Y, si bien eso significó una tabla de salvación, tampoco es que se encontró con un lecho de rosas. “Nunca había venido al vertedero. Más o menos sabía de qué se trataba, porque mi mamá me contaba, pero, cuando la escuchaba, no imaginaba algo tan duro. Me costó adaptarme; era un mundo muy diferente”, señala.

Así, recuerda los no tan viejos tiempos, donde había que acudir al “manto” –el cúmulo de desperdicios– para revolver la basura y rescatar lo que servía. “Estar entre todo eso en el invierno era muy duro. A veces no daban ganas de venir, pero había que hacerlo”, se sincera.

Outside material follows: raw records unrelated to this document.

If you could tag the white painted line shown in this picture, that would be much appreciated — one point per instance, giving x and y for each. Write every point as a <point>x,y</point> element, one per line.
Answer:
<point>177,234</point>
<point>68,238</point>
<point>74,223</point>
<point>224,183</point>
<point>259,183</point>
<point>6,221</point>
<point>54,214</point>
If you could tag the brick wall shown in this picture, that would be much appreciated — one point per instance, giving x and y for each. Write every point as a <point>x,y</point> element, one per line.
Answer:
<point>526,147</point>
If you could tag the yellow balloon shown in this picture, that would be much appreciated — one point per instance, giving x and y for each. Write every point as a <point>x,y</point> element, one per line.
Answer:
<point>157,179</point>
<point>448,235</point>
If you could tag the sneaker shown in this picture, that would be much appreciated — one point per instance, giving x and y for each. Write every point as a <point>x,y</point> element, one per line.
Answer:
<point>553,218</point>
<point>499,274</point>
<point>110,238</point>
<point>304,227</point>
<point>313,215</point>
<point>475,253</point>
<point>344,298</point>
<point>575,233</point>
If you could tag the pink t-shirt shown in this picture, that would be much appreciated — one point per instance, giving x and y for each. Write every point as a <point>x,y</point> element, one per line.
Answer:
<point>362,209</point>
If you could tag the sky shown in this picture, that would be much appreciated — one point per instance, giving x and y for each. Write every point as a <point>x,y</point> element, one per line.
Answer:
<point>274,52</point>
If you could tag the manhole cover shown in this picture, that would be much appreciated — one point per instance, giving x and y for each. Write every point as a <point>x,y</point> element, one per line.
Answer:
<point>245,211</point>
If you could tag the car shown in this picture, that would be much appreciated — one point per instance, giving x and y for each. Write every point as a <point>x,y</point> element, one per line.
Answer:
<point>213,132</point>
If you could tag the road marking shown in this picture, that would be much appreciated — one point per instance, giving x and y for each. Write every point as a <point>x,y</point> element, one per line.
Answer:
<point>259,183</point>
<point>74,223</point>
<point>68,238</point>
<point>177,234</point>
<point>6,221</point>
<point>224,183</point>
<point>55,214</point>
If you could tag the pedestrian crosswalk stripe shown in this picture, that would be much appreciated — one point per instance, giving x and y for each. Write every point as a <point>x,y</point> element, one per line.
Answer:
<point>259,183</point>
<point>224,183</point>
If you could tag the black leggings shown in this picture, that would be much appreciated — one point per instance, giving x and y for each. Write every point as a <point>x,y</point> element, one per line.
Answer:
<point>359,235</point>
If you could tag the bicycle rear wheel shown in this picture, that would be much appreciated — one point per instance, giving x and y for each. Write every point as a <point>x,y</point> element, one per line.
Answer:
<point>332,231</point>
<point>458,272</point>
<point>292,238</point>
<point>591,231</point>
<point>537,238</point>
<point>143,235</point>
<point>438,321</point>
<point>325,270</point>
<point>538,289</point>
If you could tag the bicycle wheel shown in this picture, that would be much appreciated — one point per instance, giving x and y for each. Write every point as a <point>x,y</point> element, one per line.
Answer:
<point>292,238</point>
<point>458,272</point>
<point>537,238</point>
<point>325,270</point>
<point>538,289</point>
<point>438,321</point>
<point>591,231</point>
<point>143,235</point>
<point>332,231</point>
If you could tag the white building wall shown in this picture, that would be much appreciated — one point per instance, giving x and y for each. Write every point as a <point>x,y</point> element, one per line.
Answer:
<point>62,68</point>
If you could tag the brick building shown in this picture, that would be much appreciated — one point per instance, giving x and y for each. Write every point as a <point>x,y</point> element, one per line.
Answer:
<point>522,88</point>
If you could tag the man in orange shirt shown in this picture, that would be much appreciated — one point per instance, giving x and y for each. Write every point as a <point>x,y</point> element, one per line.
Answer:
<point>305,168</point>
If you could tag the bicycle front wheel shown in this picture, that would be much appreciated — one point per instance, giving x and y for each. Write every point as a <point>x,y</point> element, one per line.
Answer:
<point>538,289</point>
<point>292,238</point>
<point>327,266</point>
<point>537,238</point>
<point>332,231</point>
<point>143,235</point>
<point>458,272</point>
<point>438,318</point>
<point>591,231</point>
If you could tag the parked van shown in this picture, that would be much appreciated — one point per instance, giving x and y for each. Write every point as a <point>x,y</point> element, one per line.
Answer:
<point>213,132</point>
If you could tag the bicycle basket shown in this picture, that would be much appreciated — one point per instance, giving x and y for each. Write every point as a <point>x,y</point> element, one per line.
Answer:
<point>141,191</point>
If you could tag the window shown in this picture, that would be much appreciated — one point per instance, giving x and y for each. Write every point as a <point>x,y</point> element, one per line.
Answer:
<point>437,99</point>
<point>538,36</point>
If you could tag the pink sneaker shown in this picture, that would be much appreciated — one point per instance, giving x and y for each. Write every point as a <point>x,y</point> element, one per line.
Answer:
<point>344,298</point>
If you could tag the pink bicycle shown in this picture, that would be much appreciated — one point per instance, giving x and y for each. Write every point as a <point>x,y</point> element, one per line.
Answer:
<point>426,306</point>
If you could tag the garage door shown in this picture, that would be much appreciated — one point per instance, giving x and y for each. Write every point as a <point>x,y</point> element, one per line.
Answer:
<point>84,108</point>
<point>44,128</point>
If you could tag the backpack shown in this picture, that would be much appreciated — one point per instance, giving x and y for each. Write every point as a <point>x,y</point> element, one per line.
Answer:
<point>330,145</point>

En ese sentido, resalta las transformaciones producidas desde que tomó el lugar dejado por su madre. “Hubo muchos cambios. Llegó el nuevo camión, por ejemplo, y, además, en vez de meternos en la basura, estamos en la planta, porque ahora se le compra el material a la gente que se acerca a venderlo; ya no estamos afuera”, indica, en relación a que, desde el año pasado, la agrupación tomó la determinación de no acudir más al “manto”, y pasar a adquirir lo que le traen.

En la actualidad, Trini es parte de la comisión directiva. Tiene el puesto de tesorera. Cuenta que está en pleno aprendizaje: “Hago cuentas, y tengo que llevar el sueldo de cincuenta y ocho personas”, manifiesta.

Luego de contar su experiencia, la joven vuelve a su labor, pesando unas bolsas de gran tamaño repletas de cartón, que una familia trae para vender, y encargándose de abonarles.